I confess.
As a Reserve IDF soldier, I may have been guilty of not defending my country. “Come and arrest me, Benny Gantz,” but I feel safe that at the age of 69, I will be ignored.
The incident occurred 23 years ago, during the “First” Intifada, a misnomer for the 27-year terrorist campaign launched by Yasser Arafat and another chapter in the century-old anti-Zionist war.
I was escorting a tourist bus on the hilly curves of Beit Jala, a village that is part of the Bethlehem region.
The Intifada had reached the stage of massive rock-throwing and firebombings of army and civilian vehicles.
The IDF really was prepared to fight armies but not rock throwers. How do you defend citizens against rock-throwers, many of them children?
The military’s R & D geniuses came up with the “Hatzatzit” (gravel maker), a tank-like machine that ground up rocks and, in an “eye-for-an-eye” fashion, sprayed protesters with pebbles.
They were used against large-scale demonstrations but were not available for every rock-throwing incident in Judea and Samaria.
Rocks are the same as bullets in that they are projectiles that can kill, but when you shoot an M-16 rifle, you are almost certain of scaring the daylights out of someone several hundred feet away, or injuring, if not killing him. It is not a hunting rifle, it is used to defend civilians and soldiers from being killed.
Thrown rocks can be deadly, as we know too well. Many Jewish babies and adults have been killed by the impact of a rock through a car windshield, or by a fatal crash caused by a hurdled rock.
That is the ultimate goal of the rock-throwers nowadays. But in 1990, it was more of a symbol of defiance and a challenge to soldiers. The Arabs had stones. The soldiers had guns. That was not seen as a fair fight, but it’s never a fair fight when a Jew wins.
And how about an eight-year-old who back then had no intention to kill.
I remember when I was eight years old, on a snowy day in Baltimore. Our next-door neighbor’s grandson, a neighborhood mischief-maker, led the charge to pelt passing cars with snowballs. I wanted to be accepted by my buddies, so I joined in.
Bam! I hit a guy’s side window head-on. Bull’s-eye. I was exhilarated. I showed my “friends” I could do it.

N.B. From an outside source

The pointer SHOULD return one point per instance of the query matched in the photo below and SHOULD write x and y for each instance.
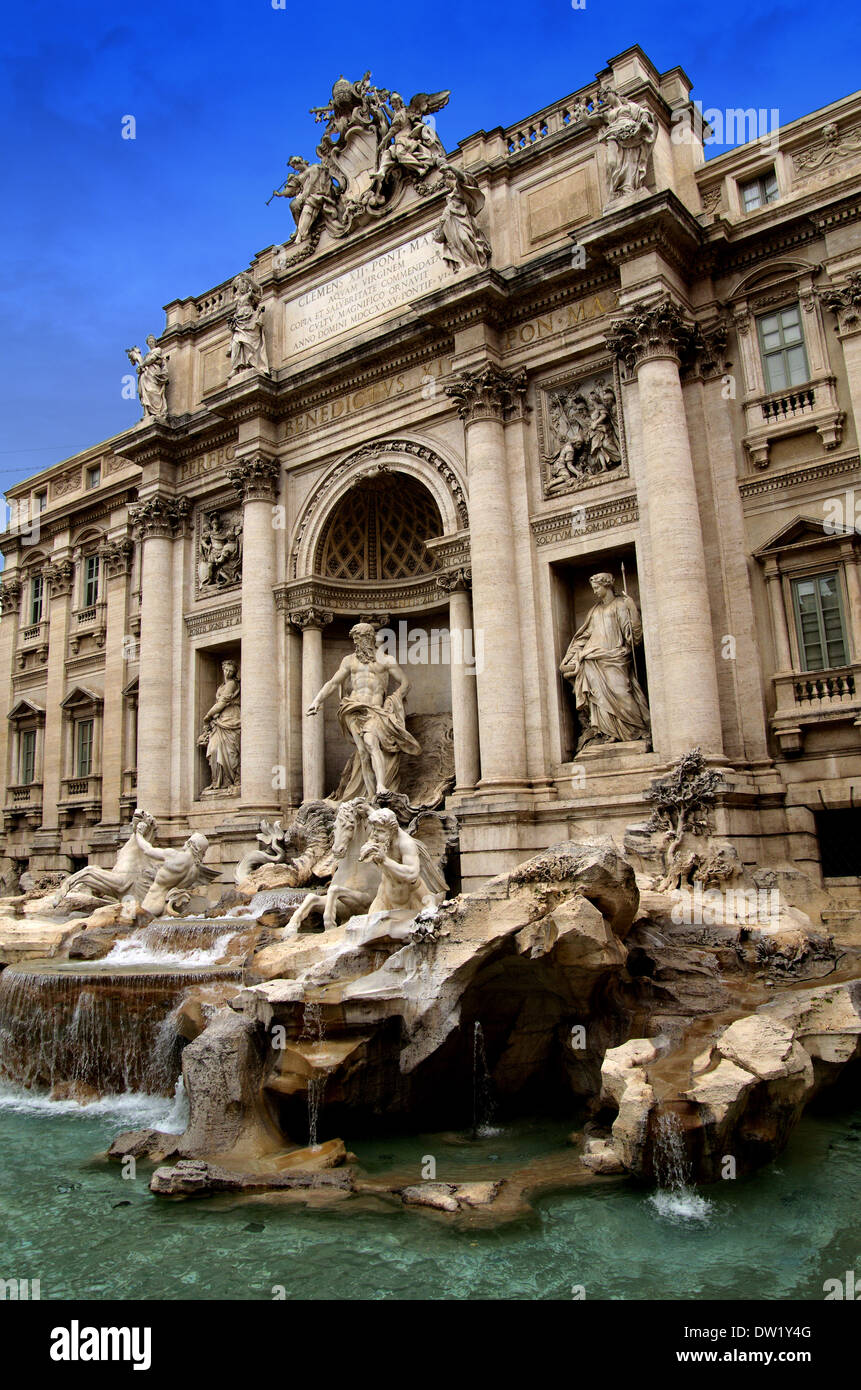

I was less exhilarated when the driver slammed the brakes and angrily burst out of the car to chase after us.
He didn’t call the police. Worse than that, we got a nasty response from our parents.
There is no comparison between my childhood incident and the Arab hatred of Jews. After all, I did not hate the driver. But you could compare my pelting a snow ball with the rocks pelted by one eight-year-old Arab, 20-some years ago. The Arabs had not yet educated their small children to murder Jews. They only encouraged them to harass Jews.
That’s what they did when I was escorting that tourist bus.
I was toting an M-16 semi-automatic. My cartridge had one rubber bullet. That was all the ammunition I was allowed to use on stone-throwers. After that first bullet, the others were live. A rubber bullet can kill but usually does not. A live bullet usually kills or injures, unless you’re a bad shot.
As usual, without warning, a rock smashed into a side window of the bus.
The driver stopped, and I rushed out, with my rifle aiming in the air. I saw an eight-year-old running away, his back to me.
I raised my weapon and aimed.
Twenty years later, our son was a combat soldier in the Golani Brigade. If it were him in my place, I would have said: “Shoot him. Kill him. If you don’t get rid of him now, the blood of ‘who knows many Jews’ will be on your hands in 20 years when he becomes a full-grown terrorist. My son, this Is Israel and not the diaspora. Pull the trigger.”
I aimed the rifle at the fleeing boy’s head.
Twenty-two years later, my second son was serving in a Tank Brigade. If he had been in Beit Jala, would I have told him: “My son, don’t do it. How can you shoot an eight-year-old in the back? So he threw a rock. So what? Remember the snowball I threw?”